Keywords: Primary nocardiosis, Cutaneous nocardiosis, Nocardia nova, Ampremilast
Introduction
Primary cutaneous nocardiosis accounts for about 5–8 % of all nocardiosis cases and may present with 4 clinical forms: superficial skin infection, lymphocutaneous infection, mycetoma, or disseminated infection with skin involvement [[1], [2], [3]]. Nocardia nova has been implicated in the development of all 4 forms; however, 80 % cases of primary cutaneous nocardiosis are caused by Nocardia brasiliensis [[4], [5], [6], [7], [8], [9], [10], [11]]. Other clinical manifestations of nocardiosis include lung involvement (39 %) and a disseminated picture (32 %) [[12], [13], [14]]. Nocardia is a ubiquitous, saprophytic, gram-positive, partially acid‐fast bacteria found worldwide in the soil, decayed organic matter, water, and air. Southwestern and Southeastern United States harbor most of nocardiosis cases [7,8,15]. Human infection occurs by direct inoculation or inhalation; it is predominantly pathogenic to the immunocompromised people [7].

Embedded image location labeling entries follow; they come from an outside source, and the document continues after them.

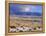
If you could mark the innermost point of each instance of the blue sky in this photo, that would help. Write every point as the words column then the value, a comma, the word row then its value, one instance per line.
column 21, row 9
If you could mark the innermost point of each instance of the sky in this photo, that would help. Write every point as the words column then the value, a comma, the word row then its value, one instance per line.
column 25, row 9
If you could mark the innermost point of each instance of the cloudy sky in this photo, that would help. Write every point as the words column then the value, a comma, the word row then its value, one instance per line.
column 21, row 8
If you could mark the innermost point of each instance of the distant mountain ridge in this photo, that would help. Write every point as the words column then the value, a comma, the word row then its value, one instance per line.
column 27, row 13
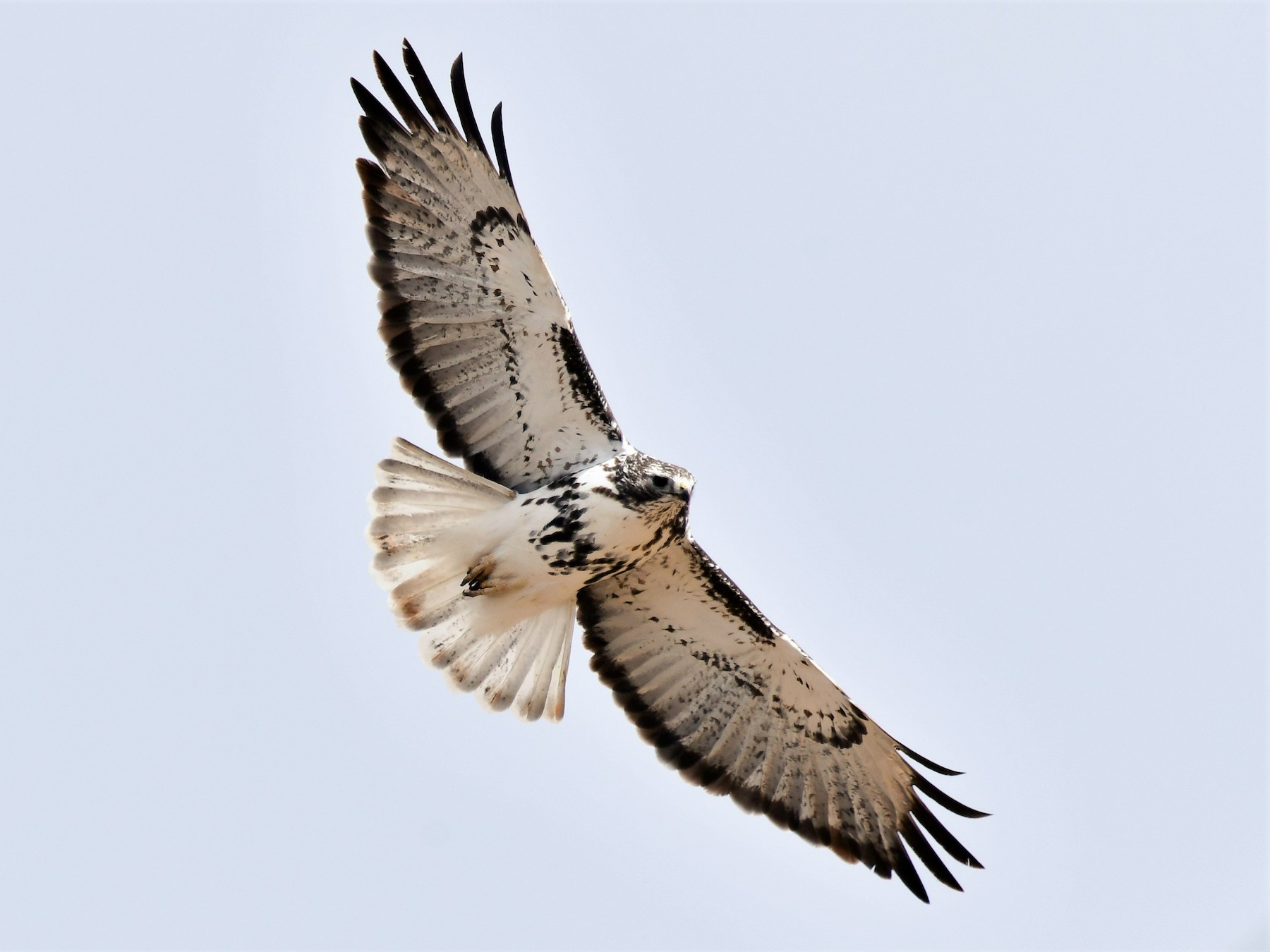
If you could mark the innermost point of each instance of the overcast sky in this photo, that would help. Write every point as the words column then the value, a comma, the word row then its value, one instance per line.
column 955, row 311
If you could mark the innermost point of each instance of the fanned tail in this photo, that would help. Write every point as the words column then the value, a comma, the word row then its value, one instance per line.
column 425, row 535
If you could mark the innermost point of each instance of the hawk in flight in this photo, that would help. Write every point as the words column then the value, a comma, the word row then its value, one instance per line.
column 557, row 515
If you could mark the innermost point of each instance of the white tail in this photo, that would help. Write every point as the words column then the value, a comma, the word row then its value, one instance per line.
column 427, row 531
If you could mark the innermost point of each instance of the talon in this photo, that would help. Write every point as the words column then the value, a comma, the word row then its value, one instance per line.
column 474, row 582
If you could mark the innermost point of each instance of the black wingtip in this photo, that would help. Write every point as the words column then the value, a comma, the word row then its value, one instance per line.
column 495, row 122
column 464, row 104
column 925, row 762
column 944, row 800
column 907, row 874
column 398, row 95
column 912, row 834
column 425, row 90
column 952, row 844
column 374, row 108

Herein we present the first case report of primary cutaneous nocardiosis due to Nocardia nova in a patient on Apremilast. Apremilast is a selective PDE-4 inhibitor that downregulates TNF-alpha, which is important for the control of nocardial infections.
Case report
A 30-year-old male with psoriasis and psoriatic arthritis on recent regimen addition of Apremilast 6 months ago, presented with pain and erythematous nodules on the dorsum of his hands, trunk, abdomen, shoulders, and back after returning from a warm climate vacation (Fig. 1A). Three days prior to his travel, he received intralesional triamcinolone acetonide (Kenalog-40) injections to his psoriatic lesions without complications. After a full body massage, on day 9 after Kenalog-40, he developed erythematous and painful lesions around the areas where he received injections. He reported swimming in the hotel and ocean, but did not participate in any hiking or fresh-water swimming. Upon initial presentation, the patient was afebrile and well-appearing. Laboratory work-up revealed leukocytosis of 13.2 × 103 cells/microliter, segmented neutrophils: 76 %. The patient was diagnosed with cellulitis and prescribed a ten-day course of doxycycline 100 mg twice daily.
Fig. 1.
Clinical pictures. A, Erythematous nodules on dorsum of the left hand, initial presentation. B, Same lesions after 10 days of doxycycline, second presentation. C, Same lesions after trimethoprime-sulfamethoxazole, resolution.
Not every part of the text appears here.